Le Conseil d’Etat juge que l’accomplissement de formalités requises pour obtenir une autorisation d’urbanisme ne suffit pas à régulariser l’autorisation initiale en l’absence d’autorisation modificative (CE, 5 novembre 2024, société Gély, n°470578).
Le permis de construire modificatif et la régularisation
Lorsqu’un permis de construire a été délivré malgré sa non-conformité à une ou plusieurs règles d’urbanisme, le pétitionnaire bénéfice de très larges possibilités de régularisation.
Il est en effet constant qu’un permis de construire non conforme aux règles d’urbanisme peut être régularisé par la délivrance d’un permis de construire modificatif (CE, 2 février 2004, SCI La Fontaine de Villiers, n°238315).
Cette régularisation peut être faite spontanément par le bénéficiaire, par exemple suite à l’introduction d’un contentieux, ou bien dans le cadre d’un sursis à statuer prévu par l’article L.600-5-1 du code de l’urbanisme.
Les possibilités de régularisation sont importantes, tous les vices pouvant être régularisés (incompétence, vice de procédure, erreur de droit…).
Encore plus, la régularisation d’un permis initial par un permis modificatif peut résulter de l’évolution des règles d’urbanisme méconnues. Il est donc possible de faire évoluer les règles d’urbanisme méconnues, après délivrance du permis initial, afin d’assurer la conformité du projet à ces règles d’urbanisme (CE, 7 mars 2018, Mme Bloch, n°404079).
Le Conseil d’Etat est même allé plus loin en jugeant que le permis initial peut être régularisé par un permis modificatif si la règle d’urbanisme méconnue ne l’est plus en raison d’un changement dans les circonstances de fait (CE, 10 octobre 2022, Société Territoires Soixante-Deux, n°451530 – voir notre article à ce sujet).
Ce que rappelle le Conseil d’Etat au cas présent :
“ (…) 3. Lorsqu’une autorisation d’urbanisme est entachée d’incompétence, qu’elle a été délivrée en méconnaissance des dispositions législatives ou réglementaires relatives à l’utilisation du sol ou sans que soient respectées des formes ou formalités préalables à la délivrance de l’autorisation, l’illégalité qui en résulte peut être régularisée par la délivrance d’une autorisation modificative dès lors que celle-ci est compétemment accordée pour le projet en cause, qu’elle assure le respect des règles de fond applicables à ce projet, répond aux exigences de forme ou a été précédée de l’exécution régulière de la ou des formalités qui avaient été omises. Elle peut, de même, être régularisée par une autorisation modificative si la règle relative à l’utilisation du sol qui était méconnue par l’autorisation initiale a été entretemps modifiée ou si cette règle ne peut plus être regardée comme méconnue par l’effet d’un changement dans les circonstances de fait de l’espèce. (…)” (CE, 5 novembre 2024, société Gély, n°470578).
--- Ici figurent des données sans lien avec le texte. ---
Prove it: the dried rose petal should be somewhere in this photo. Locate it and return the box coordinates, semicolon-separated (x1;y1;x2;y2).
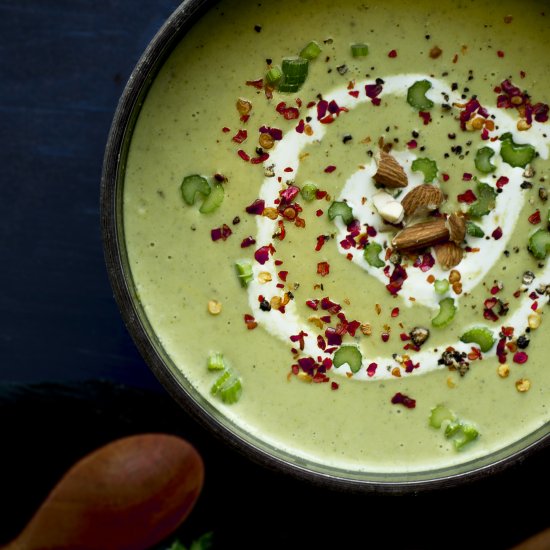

Pas de régularisation sans autorisation de régularisation
Le Conseil d’Etat exige qu’une autorisation de régularisation soit délivrée pour que la régularisation ait bien lieu.
Autrement dit, la seule évolution de circonstances de faits ou des règles applicables à un projet ne suffit pas à régulariser une autorisation illégale.
Un permis de construire modificatif est toujours nécessaire.
Il en va de même si des formalités requises pour obtenir une autorisation d’urbanisme n’avaient pas été accomplies.
Le Conseil d’Etat précise ainsi que la seule circonstance que des formalités qui s’imposaient au stade du permis de construire et qui n’ont pas été accomplies le soient par la suite n’est pas susceptible de régulariser le permis de construire en l’absence de toute autorisation modificative :
“ (…) En revanche, la seule circonstance que le vice dont est affectée l’autorisation initiale et qui a justifié le sursis à statuer résulte de l’omission ou de l’irrégularité de formalités qui, à la date à laquelle le juge statue à nouveau sur la demande d’annulation, après l’expiration du délai imparti aux intéressés pour notifier la mesure de régularisation, ont été désormais satisfaites, est insusceptible, par elle-même, d’entraîner une telle régularisation en l’absence de toute délivrance d’une autorisation modificative. (…)” (CE, 5 novembre 2024, société Gély, n°470578).
Conclusion
Le Conseil d’Etat confirme que le seul écoulement du temps ou même l’accomplissement de formalités ne suffit pas à régulariser une illégalité.
Une autorisation modificative doit avoir été été délivrée pour corriger l’illégalité et que joue la régularisation à la date où le juge statue sur la légalité de l’autorisation d’urbanisme.